The landscape of speech-to-text technology is shifting rapidly from general-purpose, cloud-dependent models toward highly optimized, on-device implementations that leverage dedicated silicon. While Apple continues to close the gap between native OS functionality and third-party tools, the discussion reflects a clear tension between the convenience of integrated features and the high performance required by power users and niche professionals.
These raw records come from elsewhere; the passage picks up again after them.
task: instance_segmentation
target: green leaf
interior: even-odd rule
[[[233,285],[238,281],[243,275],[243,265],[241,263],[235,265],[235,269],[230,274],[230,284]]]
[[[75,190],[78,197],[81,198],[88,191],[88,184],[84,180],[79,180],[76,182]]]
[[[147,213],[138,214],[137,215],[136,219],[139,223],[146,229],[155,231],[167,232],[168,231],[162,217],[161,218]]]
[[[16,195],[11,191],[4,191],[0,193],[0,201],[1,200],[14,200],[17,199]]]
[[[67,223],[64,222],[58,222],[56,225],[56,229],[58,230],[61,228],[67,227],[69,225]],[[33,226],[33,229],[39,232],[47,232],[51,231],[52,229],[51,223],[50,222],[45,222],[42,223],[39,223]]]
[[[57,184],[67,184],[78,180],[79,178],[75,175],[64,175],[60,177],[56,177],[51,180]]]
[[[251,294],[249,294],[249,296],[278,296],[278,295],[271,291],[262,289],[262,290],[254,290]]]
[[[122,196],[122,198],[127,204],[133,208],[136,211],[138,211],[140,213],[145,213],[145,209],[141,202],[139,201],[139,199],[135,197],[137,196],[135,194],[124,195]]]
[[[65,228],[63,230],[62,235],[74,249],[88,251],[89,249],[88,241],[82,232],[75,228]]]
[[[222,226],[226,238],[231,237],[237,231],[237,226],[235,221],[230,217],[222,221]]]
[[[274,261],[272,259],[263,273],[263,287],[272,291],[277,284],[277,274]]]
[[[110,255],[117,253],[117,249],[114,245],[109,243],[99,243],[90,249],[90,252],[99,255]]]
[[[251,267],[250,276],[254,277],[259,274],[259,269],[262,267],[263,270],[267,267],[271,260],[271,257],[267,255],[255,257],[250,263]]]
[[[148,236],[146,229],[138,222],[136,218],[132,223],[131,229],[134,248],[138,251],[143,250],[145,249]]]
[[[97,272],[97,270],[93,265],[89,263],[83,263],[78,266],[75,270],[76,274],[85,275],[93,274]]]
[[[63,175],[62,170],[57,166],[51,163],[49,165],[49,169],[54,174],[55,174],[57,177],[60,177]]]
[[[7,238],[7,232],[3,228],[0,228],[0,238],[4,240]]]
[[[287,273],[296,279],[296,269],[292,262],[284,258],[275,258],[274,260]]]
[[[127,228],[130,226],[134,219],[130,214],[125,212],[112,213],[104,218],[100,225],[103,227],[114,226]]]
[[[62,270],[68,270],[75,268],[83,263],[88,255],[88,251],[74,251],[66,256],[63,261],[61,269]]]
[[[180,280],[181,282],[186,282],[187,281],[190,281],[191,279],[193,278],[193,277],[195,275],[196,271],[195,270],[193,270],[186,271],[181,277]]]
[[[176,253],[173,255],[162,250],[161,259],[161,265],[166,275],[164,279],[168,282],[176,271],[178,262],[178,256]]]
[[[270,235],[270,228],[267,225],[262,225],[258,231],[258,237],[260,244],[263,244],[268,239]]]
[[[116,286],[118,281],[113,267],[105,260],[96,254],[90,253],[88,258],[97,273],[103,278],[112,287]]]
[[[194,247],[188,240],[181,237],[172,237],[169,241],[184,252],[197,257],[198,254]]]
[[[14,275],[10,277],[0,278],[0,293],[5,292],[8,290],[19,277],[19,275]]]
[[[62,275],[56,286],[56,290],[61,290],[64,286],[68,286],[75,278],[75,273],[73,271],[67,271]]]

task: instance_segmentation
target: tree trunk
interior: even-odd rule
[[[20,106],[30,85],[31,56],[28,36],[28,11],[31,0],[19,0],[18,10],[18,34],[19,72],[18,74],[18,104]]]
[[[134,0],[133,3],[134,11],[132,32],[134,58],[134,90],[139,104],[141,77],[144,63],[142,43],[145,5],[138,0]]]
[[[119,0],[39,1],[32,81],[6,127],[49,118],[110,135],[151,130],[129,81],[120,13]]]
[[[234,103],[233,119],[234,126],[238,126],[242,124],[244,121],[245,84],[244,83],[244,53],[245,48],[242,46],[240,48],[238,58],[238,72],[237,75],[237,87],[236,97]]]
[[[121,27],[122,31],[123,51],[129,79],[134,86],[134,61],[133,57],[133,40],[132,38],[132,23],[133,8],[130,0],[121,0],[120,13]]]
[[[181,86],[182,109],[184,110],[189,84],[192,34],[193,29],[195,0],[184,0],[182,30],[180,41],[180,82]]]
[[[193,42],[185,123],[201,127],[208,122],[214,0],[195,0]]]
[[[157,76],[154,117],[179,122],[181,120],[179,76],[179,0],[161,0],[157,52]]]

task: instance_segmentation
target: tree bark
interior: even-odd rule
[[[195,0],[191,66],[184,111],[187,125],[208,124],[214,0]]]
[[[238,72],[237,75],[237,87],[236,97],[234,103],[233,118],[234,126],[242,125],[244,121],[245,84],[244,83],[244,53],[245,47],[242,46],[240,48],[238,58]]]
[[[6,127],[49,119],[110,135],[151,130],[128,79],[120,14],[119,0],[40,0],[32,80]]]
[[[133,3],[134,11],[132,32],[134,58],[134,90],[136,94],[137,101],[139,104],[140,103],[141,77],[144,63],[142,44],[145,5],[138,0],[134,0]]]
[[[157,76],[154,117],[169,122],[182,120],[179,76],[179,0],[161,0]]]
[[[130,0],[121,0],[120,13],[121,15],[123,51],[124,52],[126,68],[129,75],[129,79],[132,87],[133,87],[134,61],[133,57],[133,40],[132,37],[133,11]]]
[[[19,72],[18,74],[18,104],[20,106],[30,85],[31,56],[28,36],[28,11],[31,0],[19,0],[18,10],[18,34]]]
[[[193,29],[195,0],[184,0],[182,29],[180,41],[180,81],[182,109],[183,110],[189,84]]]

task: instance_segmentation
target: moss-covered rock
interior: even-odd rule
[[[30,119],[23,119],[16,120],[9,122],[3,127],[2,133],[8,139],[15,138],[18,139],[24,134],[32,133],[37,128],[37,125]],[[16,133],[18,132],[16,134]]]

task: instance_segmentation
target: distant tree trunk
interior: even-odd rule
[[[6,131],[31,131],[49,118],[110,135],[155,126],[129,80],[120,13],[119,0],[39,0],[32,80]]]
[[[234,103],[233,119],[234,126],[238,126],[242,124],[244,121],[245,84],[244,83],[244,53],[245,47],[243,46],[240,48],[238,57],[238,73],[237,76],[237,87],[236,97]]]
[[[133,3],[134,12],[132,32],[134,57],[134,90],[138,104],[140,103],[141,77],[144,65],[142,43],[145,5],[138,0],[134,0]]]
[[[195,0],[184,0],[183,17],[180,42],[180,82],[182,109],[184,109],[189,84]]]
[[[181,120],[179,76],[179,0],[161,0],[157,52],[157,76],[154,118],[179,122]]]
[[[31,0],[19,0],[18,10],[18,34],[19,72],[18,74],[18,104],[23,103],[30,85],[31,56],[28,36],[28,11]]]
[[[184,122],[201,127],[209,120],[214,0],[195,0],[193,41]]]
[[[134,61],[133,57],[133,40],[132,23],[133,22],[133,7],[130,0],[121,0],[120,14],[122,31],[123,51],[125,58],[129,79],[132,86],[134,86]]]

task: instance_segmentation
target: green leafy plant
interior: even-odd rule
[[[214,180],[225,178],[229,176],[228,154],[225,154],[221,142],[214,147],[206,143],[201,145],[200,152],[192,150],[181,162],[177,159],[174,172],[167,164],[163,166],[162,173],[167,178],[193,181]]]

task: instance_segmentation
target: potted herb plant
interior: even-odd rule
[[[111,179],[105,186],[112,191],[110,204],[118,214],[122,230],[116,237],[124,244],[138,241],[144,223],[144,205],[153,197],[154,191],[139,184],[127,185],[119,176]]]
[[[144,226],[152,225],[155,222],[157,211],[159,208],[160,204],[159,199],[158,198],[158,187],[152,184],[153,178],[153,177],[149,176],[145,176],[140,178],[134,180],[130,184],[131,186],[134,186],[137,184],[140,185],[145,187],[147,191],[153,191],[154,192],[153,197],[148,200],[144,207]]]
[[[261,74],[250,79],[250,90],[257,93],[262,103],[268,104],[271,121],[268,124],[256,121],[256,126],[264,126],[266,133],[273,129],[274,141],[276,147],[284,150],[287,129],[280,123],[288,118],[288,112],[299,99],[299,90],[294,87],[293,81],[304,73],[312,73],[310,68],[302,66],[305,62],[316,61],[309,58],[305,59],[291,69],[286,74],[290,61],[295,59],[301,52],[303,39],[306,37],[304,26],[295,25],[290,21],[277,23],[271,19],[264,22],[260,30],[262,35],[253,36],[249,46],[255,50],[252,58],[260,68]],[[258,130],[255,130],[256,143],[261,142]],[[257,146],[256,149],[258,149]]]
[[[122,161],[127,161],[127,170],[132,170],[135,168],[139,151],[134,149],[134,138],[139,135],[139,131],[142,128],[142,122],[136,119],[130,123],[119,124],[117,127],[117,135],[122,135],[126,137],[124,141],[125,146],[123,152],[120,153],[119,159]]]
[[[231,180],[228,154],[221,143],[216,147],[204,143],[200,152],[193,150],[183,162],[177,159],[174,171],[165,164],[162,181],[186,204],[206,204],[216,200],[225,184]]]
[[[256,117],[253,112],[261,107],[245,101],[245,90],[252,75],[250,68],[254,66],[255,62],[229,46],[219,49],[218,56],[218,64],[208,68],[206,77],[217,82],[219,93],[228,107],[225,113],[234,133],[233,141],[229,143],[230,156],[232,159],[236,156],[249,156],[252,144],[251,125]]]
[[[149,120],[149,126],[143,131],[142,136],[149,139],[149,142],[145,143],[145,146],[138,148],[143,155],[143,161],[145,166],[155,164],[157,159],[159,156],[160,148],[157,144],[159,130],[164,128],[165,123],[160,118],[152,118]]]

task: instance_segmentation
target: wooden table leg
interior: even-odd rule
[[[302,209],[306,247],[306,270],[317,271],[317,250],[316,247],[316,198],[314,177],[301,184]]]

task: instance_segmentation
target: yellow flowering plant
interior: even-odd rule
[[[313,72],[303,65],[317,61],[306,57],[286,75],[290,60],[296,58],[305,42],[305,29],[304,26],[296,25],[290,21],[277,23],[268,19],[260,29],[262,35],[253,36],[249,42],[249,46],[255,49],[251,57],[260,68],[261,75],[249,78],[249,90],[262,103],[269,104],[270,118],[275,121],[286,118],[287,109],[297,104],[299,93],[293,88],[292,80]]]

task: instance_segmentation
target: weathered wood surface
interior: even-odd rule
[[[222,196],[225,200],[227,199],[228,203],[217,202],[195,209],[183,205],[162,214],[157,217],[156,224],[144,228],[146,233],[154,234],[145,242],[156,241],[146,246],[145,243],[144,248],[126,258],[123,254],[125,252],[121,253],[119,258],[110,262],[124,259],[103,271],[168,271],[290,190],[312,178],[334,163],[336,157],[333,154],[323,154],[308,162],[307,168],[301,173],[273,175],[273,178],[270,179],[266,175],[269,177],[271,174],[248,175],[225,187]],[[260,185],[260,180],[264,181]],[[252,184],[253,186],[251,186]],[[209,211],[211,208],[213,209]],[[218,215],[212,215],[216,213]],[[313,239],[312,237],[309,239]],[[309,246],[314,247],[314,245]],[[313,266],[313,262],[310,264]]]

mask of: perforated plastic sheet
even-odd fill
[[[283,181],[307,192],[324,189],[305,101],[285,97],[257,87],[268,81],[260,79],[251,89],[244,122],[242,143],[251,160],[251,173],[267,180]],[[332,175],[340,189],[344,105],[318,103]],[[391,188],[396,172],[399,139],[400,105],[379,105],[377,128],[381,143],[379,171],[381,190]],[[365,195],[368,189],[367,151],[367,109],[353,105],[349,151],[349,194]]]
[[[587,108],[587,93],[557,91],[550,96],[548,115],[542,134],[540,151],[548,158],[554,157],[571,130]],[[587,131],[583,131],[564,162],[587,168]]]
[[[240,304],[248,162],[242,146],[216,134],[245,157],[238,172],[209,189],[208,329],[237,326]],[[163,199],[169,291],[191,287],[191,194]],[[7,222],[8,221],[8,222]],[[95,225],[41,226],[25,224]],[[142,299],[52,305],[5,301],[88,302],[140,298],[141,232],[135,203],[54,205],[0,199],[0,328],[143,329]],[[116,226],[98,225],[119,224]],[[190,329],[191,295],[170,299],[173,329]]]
Despite the impressive speed and efficiency of new proprietary engines, there is a strong demand for more transparency, better handling of technical vocabulary, and robust support for diverse accents and languages. As the barrier to building wrappers lowers, the future of the space appears to favor developers who can successfully bridge the "last mile" of usability through clever post-processing and superior interface design.